Janos Gereben on August 12, 2014
Thrived 55 million years ago, well before the birth of opera
Thrived 55 million years ago, well before the birth of opera

Art is born out of our collective desire to come to terms with our own humanity, and it is at least as resilient as we are. Great civilizations have risen, and then fallen, and time after time it’s their artistic contributions that we remember: Sophocles’ plays outlived Hellenic Greece, Virgil’s Aeneid outlived the Roman empire, Michelangelo’s David still inspires awe nearly three hundred years after the fall of the House of Medici, Mozart’s operas are still cultural mainstays two centuries after the height of the Habsburg monarchy, and, despite the fact that Great Britain’s reign as a major colonial power ended over 70 years ago, almost every person on the planet knows Monty Python’s Parrot Sketch.

The parrot may not be up there with Mozart operas, but it works well as an attention-getting bit for something unusual and positive about just one item in today's troubled world.

Whatever may happen in the current crisis over the Metropolitan Opera's labor contracts, on the musicians' website, Met principal timpanist Jason Haaheim looks to the future with confidence, based on the experience of millenniums.
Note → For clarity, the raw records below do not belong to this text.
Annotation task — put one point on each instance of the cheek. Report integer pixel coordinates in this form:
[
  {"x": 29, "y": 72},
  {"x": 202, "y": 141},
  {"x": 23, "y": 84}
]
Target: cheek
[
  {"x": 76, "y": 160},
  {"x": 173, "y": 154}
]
Going counter to the doomsayers' listing of disappearing and struggling companies coast to coast — from New York City Opera to San Diego's resurgent one — Haaheim cites examples of robust organizations in Chicago, Houston, Dallas, St. Louis, and ticket sales of 85% to 99% of capacity in seven European houses.

He might have added many others, not least the San Francisco Opera, which has weathered the recession that began in 2008.